Ce qui compte le plus ce sont quand même les résultats (même si la fin ne justifie pas les moyens hein). En toute honnêteté, votre action a été grandement bénéfique à l’institution que vous présidez.
Mais bon, quand les journalistes préfèrent s’intéresser aux jeux de pouvoirs…

Salut Bibu,
Je viens de voir médiapart… on comprend mieux l’urgence de passer la brosse à reluire aux cadres dirigeants !

Pour revenir à ce qui dit Prof

Je ne suis pas gêné par le fait que le Directeur n’est pas un académique. Il a d’autres qualités managériales que les académiques n’ont pas. Ce qui me gêne le plus est le fait que la majorité des chargés de missions n’on même pas un Master spécialisé dans les différentes disciplines où ils prétendent avoir une expertise (communication, relations internationales, etc).

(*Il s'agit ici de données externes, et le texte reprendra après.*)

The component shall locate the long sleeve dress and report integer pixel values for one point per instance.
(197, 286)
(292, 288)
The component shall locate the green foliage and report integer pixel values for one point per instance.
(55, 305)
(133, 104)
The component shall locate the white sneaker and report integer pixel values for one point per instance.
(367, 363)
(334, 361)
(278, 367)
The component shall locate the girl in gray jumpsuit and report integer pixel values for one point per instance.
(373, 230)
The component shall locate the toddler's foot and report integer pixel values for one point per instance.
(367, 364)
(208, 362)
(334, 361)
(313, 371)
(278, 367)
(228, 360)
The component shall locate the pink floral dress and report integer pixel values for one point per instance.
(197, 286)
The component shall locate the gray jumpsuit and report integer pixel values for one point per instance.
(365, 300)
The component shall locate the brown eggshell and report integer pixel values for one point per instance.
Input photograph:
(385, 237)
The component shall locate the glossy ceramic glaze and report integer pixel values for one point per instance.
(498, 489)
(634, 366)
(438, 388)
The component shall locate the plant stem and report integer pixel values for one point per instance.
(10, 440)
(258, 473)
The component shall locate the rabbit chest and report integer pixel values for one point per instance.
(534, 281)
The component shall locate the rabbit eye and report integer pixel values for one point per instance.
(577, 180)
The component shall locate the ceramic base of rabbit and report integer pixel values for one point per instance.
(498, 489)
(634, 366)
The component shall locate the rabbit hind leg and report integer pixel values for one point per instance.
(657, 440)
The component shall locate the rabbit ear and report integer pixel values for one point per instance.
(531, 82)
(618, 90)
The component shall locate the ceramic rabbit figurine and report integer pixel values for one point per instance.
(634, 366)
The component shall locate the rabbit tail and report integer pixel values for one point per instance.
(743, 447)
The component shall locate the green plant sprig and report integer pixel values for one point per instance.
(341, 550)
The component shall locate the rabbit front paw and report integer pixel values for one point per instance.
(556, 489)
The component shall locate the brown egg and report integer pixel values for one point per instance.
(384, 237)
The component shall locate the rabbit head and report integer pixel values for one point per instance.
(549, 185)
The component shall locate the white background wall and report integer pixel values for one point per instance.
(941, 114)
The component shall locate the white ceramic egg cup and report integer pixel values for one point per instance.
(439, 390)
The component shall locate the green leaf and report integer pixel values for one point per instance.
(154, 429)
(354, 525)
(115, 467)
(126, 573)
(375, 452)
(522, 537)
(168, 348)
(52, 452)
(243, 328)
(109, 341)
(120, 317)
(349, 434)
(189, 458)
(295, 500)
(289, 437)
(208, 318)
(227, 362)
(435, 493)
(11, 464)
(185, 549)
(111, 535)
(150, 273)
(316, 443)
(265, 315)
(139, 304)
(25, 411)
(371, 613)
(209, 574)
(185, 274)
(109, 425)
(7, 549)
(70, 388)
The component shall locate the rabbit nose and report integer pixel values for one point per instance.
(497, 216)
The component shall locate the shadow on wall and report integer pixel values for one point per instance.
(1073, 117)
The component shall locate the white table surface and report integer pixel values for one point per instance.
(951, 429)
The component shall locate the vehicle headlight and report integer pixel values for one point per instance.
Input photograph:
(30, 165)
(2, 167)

Ce manque de crédibilité académique se reflète dans les relations avec les étudiants, avec les professeurs et surtout dans les maquettes pédagogiques.

Dans une université qui se respecte le personnel administratif en charge avec les maquettes pédagogiques et avec les relations profs – étudiants devrait avoir un PhD. Cela confère une certaine crédibilité et évite de déconsidérer constamment leurs décisions. Avec l’internationalisation cela me paraît encore plus nécessaire. Un PhD c’est une carte de visite valorisante surtout dans le monde anglo-saxonne. Sans parler du fait qu’en tant qu’enseignants on n’a pas forcement envie de se faire dire quoi faire par qqn qui a moins d’études que nous !

En Amérique du Nord le management de la recherche est fait par des PhD compétents et non pas par des personnes qui atterrissent de n’importe quel domaine directement à al scolarité. Il faudrait peut-être demander aux étudiants étrangers ce qui pensent de l’accueil administratif de ScPo (en terme de qualité académique).